Published by Helen Johnson on Friday, January 9, 2015
Pharmaceutical companies are reportedly crying foul over an ‘outrageous’ announcement, expected from NHS England next week, that a number of cancer drugs – currently funded by the Cancer Drugs Fund (CDF) – are to be dropped because their cost outweighs the clinical benefit to patients.
As is often the case, these simple headlines belie a more complex narrative. On the one hand, oncology companies have been the beneficiaries of central funding for the last four years, notwithstanding the fact that NICE has previously ruled many of these drugs to be of insufficient value to warrant routine funding. Some would argue that they shouldn’t have been funded by the public purse in the first place.
Commentators argue – rightly, in my view – that the CDF was a political fudge from the outset and that its very existence undermines the role of NICE. But it is equally true that the current NICE appraisal processes do not serve particular medicines well. This is especially true for drugs for rare diseases, including some of the rarer forms of cancer. We urgently need an evaluation process (or processes) that is ‘fit for purpose’ and we need a long-term sustainable solution to how all medicines – not just cancer medicines – are priced and paid for across the UK.
Telling life sciences companies to cut their prices may be part of the solution, but is too simplistic (and easy) a response. Commercial companies should be allowed to make a return on their R & D investment, in the same way that we allow supermarkets to make a profit from bread and utility companies to make a profit on water, two other essentials for a healthy life.
But changing the CDF evaluation criteria (or goalposts?) part-way through its current term isn’t the answer.

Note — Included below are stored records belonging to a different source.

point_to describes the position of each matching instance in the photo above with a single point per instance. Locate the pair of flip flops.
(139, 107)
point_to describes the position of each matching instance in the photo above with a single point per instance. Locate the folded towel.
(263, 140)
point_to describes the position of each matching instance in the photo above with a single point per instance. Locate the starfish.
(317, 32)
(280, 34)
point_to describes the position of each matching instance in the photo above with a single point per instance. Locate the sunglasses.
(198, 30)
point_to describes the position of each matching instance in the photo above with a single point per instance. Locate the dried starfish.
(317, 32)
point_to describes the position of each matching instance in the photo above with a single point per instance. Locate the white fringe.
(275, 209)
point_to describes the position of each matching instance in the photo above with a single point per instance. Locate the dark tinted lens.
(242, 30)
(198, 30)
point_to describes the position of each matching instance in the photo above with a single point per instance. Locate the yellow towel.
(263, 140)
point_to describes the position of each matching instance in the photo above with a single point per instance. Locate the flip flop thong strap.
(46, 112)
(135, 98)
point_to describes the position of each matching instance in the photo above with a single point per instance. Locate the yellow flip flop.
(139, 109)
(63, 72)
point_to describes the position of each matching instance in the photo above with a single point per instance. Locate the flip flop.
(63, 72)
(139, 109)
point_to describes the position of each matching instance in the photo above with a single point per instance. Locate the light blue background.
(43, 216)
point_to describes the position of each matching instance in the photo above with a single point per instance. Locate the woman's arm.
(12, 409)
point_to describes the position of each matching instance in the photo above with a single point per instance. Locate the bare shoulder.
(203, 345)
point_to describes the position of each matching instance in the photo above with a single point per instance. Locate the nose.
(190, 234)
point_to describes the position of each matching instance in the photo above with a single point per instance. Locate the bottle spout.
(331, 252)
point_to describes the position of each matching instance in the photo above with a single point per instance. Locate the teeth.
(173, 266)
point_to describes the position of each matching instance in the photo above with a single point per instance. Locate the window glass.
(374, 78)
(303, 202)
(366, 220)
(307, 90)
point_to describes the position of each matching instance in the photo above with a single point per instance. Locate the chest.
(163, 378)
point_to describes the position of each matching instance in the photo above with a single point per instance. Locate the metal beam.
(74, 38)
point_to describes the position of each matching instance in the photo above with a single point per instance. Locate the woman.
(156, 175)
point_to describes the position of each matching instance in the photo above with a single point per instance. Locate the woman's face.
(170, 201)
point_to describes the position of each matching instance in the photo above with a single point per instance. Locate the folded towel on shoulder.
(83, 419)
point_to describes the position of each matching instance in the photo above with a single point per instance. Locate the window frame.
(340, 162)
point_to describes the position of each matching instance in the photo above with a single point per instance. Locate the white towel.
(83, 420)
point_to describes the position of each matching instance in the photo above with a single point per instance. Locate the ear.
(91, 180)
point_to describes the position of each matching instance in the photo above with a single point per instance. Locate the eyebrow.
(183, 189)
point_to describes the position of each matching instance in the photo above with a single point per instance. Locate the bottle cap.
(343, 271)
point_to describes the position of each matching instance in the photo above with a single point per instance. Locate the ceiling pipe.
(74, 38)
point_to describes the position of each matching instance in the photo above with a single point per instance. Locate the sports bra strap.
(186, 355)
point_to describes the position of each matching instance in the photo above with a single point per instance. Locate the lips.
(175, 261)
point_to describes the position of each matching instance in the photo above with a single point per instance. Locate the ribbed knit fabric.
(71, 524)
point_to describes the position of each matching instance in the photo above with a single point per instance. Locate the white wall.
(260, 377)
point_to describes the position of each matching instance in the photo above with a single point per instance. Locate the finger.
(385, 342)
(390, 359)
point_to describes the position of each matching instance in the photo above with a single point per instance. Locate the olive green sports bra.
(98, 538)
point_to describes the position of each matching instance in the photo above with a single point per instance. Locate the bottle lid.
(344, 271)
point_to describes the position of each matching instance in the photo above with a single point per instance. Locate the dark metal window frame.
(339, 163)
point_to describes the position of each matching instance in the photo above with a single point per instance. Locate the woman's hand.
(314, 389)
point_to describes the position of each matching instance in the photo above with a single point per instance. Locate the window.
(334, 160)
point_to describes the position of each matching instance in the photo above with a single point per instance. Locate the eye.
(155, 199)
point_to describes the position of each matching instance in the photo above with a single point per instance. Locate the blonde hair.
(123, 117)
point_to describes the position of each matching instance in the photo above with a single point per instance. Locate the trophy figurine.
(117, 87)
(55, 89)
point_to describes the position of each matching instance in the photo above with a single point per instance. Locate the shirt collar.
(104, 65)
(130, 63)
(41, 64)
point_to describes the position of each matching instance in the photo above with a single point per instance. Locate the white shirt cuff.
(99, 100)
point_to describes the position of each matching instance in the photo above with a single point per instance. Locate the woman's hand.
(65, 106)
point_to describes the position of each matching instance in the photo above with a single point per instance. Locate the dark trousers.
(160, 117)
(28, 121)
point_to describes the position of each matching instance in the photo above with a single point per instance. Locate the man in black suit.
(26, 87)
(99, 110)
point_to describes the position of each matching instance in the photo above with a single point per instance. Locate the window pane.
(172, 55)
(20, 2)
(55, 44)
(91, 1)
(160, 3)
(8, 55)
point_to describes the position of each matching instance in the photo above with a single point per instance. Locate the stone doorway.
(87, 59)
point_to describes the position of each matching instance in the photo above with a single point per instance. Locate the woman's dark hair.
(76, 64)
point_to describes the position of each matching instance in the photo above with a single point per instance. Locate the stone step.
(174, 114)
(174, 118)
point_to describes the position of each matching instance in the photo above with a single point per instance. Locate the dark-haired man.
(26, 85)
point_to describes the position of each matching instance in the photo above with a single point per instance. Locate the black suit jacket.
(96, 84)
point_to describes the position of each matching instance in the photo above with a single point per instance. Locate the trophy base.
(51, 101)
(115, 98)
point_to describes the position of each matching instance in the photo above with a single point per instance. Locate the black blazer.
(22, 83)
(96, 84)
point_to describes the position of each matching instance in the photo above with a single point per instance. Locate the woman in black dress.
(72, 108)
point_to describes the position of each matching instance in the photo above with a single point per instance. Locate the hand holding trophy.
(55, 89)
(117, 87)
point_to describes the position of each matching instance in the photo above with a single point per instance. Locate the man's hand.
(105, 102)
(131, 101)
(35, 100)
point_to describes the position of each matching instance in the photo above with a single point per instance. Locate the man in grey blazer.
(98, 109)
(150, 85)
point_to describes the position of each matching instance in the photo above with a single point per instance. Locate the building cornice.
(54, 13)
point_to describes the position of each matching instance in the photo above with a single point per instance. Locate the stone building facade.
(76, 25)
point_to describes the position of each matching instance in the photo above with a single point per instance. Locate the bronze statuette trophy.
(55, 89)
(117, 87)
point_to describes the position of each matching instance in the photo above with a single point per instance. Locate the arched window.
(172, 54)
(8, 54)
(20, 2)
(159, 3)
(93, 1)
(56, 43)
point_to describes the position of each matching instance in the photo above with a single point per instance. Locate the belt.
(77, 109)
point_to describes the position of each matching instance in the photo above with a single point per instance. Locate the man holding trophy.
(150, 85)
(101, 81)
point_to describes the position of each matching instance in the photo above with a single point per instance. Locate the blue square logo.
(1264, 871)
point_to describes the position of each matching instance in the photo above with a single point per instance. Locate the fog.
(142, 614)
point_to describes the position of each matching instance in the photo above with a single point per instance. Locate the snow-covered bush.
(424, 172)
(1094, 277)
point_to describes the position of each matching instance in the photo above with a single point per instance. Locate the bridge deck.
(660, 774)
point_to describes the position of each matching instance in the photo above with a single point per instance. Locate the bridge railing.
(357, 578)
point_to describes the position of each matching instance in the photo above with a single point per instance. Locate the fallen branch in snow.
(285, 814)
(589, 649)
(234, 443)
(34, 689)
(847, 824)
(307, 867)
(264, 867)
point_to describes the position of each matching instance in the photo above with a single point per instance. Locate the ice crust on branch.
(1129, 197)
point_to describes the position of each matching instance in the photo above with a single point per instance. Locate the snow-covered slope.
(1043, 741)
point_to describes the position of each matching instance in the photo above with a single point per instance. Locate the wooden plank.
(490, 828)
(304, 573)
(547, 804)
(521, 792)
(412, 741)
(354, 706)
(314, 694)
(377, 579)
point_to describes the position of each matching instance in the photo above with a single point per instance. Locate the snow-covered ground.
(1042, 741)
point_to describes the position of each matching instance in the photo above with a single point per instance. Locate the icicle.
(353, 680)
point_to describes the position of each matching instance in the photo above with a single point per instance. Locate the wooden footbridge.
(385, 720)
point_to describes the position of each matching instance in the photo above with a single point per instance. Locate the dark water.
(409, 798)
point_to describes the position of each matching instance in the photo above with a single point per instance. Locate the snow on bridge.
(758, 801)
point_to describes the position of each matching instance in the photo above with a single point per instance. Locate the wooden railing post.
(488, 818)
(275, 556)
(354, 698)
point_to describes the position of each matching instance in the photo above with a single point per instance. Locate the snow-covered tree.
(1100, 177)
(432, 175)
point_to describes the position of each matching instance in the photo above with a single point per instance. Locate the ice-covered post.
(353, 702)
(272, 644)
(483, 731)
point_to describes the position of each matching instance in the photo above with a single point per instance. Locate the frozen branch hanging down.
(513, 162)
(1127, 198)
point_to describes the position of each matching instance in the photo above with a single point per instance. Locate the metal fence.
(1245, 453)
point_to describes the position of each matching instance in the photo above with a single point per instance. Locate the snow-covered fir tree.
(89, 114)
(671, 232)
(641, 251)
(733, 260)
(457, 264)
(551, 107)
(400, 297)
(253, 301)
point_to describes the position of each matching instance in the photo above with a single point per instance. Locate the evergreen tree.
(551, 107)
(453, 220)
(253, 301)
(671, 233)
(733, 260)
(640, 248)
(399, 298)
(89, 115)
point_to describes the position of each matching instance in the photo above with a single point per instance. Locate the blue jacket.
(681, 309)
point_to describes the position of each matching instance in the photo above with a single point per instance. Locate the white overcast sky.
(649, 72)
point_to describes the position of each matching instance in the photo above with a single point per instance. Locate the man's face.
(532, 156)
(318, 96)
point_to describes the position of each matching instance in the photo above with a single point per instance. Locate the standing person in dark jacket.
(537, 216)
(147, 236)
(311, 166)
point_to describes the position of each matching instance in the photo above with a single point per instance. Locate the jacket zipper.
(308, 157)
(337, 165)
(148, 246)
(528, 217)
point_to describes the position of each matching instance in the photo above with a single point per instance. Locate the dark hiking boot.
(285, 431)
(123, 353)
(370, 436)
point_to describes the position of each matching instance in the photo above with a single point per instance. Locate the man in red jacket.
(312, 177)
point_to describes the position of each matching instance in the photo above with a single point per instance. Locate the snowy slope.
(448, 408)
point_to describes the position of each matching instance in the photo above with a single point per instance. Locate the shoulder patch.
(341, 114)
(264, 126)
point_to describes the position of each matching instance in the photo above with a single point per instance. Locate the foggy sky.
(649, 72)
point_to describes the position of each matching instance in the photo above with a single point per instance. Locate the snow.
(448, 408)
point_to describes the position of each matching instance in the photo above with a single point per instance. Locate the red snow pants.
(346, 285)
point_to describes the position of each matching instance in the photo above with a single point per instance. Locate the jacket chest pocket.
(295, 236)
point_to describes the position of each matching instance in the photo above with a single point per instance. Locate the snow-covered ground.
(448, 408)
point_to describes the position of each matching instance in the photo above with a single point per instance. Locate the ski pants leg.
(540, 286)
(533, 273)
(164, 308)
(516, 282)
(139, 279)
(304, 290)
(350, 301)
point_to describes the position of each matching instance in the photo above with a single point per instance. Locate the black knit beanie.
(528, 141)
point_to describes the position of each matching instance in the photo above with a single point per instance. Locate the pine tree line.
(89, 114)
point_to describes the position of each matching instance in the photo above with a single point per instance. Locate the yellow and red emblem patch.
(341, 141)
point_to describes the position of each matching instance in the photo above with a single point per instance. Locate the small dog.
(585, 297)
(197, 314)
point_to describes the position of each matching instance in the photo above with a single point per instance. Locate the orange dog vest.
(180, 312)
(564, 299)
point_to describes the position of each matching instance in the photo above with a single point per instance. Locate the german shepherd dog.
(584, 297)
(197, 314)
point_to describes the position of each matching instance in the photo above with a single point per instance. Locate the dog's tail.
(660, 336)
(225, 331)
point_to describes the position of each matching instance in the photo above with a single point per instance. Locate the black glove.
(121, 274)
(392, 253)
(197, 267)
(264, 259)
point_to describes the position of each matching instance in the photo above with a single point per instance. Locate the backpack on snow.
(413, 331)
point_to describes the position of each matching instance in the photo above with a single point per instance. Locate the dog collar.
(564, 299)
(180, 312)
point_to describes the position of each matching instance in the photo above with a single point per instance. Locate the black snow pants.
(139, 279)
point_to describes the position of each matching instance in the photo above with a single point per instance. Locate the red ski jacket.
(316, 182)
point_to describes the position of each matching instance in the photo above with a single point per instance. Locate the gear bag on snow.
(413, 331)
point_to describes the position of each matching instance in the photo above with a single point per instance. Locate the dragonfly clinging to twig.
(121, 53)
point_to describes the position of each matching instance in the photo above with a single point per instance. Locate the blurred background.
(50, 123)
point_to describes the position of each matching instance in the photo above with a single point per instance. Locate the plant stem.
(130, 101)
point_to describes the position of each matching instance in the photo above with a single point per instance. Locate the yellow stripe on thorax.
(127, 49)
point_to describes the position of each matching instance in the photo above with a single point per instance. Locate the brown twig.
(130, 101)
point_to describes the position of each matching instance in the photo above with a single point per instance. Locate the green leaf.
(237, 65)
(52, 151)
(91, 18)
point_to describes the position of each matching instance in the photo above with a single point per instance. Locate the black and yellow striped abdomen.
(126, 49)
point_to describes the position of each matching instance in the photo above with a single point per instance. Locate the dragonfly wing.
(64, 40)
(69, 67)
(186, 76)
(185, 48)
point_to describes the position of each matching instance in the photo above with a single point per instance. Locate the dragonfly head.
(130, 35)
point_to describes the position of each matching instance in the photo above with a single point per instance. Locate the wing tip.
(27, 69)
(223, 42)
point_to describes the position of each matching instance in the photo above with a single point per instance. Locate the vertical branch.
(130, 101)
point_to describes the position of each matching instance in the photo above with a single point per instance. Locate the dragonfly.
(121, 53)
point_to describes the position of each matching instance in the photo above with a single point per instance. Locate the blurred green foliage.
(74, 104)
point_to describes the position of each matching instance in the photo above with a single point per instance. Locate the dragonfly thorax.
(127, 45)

And neither is a sudden announcement that the CDF is no longer affordable – presumably because it has been so successful in extending access to new medicines – without having a coherent plan on how to replace it.
Because rest assured, the CDF will have to be replaced by something. As a minimum, there need to be suitable transition arrangements for patients who are currently being treated – many successfully – with the very same medicines that are about to be blacklisted.
Value-based pricing has been batted into the long grass. Its lite version – value-based assessment – has also been abandoned. The CDF is now being remodelled. Bashing life sciences companies isn’t the answer. But neither is cooking up policy behind part-open doors. All stakeholders need to be actively involved in deciding what comes next – including patients, professionals and life science companies. Because this time we need to get it right.